The homeowners complained to a state agency that the amount of chemicals sprayed in their home, which included walls and surfaces visibly dripping with the pesticide, was grossly excessive. After testing confirmed elevated pesticide levels, the plaintiffs were evacuated from the home for safety reasons.

Shortly after the testing was performed, the plaintiffs filed a claim with the defendant-insurer. Coverage A of the policy insures against a “physical loss to property.” Among the exclusions to the property damage coverage in Coverage A is a pollution exclusion, which states that the insurer does not insure for loss caused by:

Discharge, dispersal, seepage, migration, release or escape of pollutants unless the discharge, dispersal, seepage, migration, release or escape is itself caused by a Peril Insured Against under Coverage C of this policy. Pollutants means any solid, liquid, gaseous, or thermal irritant or contaminant, including smoke, vapor, soot, fumes, acids, alkalis, chemicals and waste. Waste includes materials to be recycled, reconditioned or reclaimed.
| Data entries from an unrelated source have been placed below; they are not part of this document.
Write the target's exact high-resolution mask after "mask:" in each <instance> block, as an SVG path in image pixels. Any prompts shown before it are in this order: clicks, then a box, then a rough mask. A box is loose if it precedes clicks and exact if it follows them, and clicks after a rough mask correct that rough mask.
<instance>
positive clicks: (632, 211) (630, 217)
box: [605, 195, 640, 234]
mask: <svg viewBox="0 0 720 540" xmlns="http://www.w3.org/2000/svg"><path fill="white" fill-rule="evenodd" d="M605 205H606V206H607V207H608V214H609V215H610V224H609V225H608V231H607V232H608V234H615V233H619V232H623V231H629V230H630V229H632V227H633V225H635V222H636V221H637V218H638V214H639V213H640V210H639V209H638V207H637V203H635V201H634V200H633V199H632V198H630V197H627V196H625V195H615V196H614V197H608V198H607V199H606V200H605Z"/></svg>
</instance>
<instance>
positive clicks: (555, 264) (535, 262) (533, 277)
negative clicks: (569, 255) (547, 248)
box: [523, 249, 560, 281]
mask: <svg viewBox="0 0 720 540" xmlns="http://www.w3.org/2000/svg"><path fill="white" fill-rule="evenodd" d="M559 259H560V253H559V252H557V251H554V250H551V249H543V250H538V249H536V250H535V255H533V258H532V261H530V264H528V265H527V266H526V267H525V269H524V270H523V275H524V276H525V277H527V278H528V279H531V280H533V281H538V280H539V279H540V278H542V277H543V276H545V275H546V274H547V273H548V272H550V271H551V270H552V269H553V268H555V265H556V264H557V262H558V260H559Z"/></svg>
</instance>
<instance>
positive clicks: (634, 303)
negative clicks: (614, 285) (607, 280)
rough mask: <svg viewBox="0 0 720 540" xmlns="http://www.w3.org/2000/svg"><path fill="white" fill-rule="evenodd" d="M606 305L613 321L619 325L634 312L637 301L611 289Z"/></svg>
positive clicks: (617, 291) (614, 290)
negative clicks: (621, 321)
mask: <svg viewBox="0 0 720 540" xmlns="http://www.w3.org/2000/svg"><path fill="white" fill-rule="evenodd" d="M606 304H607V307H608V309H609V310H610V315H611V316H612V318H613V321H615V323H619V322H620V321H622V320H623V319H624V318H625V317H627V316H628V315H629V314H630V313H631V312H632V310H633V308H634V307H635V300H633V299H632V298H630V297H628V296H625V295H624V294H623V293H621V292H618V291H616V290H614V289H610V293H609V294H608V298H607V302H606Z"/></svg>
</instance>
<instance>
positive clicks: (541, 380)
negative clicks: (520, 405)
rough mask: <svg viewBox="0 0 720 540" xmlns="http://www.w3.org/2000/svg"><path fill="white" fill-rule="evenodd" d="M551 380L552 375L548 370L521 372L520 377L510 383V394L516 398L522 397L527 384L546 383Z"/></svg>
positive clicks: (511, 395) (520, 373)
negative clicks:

The defendant-insurer denied the plaintiffs’ claim under the absolute pollution exclusion. Plaintiffs thereafter filed suit seeking a declaratory judgment that the losses incurred by the spraying of chlorpyrifos within their home were covered by the homeowners policy. On cross motions for summary judgment, the trial court ruled in plaintiffs’ favor, reasoning that the terms “pollution” and “discharge, dispersal, release, and escape” were ambiguous and therefore must be construed in favor of coverage.

On appeal, the issue was whether the pollution exclusion in the property damage coverage in the plaintiffs’ homeowners policy excluded coverage for the loss of their home due to the spraying of chlorpyrifos inside the dwelling. Examining the policy language, the Vermont Supreme Court determined that the pollution exclusion excluded coverage for the pesticide contamination insofar as the spraying of chlorpyrifos constituted a “discharge, dispersal, seepage, immigration, release, or escape” of the pesticide, for more immigration information there are resource online for this, more about the author of these resources here. Whether chlorpyrifos, applied in this context, qualifies as a “pollutant” was the more contested issue in the appeal. The dispositive issue was whether chlorpyrifos is a “contaminant” or “irritant.”

The court quickly answered the question, relying on the undisputed facts that chlorpyrifos may be toxic to humans, can cause nausea, dizziness, confusion, and at very high exposures, respiratory paralysis and death, and is banned for residential use. The pesticide applicator’s use of chlorpyrifos in plaintiffs’ home violated EPA regulations, and federal and state law. The concentration levels in the plaintiffs’ home were consistently higher than EPA action levels, thereby preventing plaintiffs from inhabiting their house. Accordingly, the court concluded, in reversing the trial court, that the terms “irritant,” “contaminant,” and “pollutant” plainly and unambiguously encompassed the chlorpyrifos sprayed “corner to corner” and “wall to wall” throughout the plaintiffs’ home.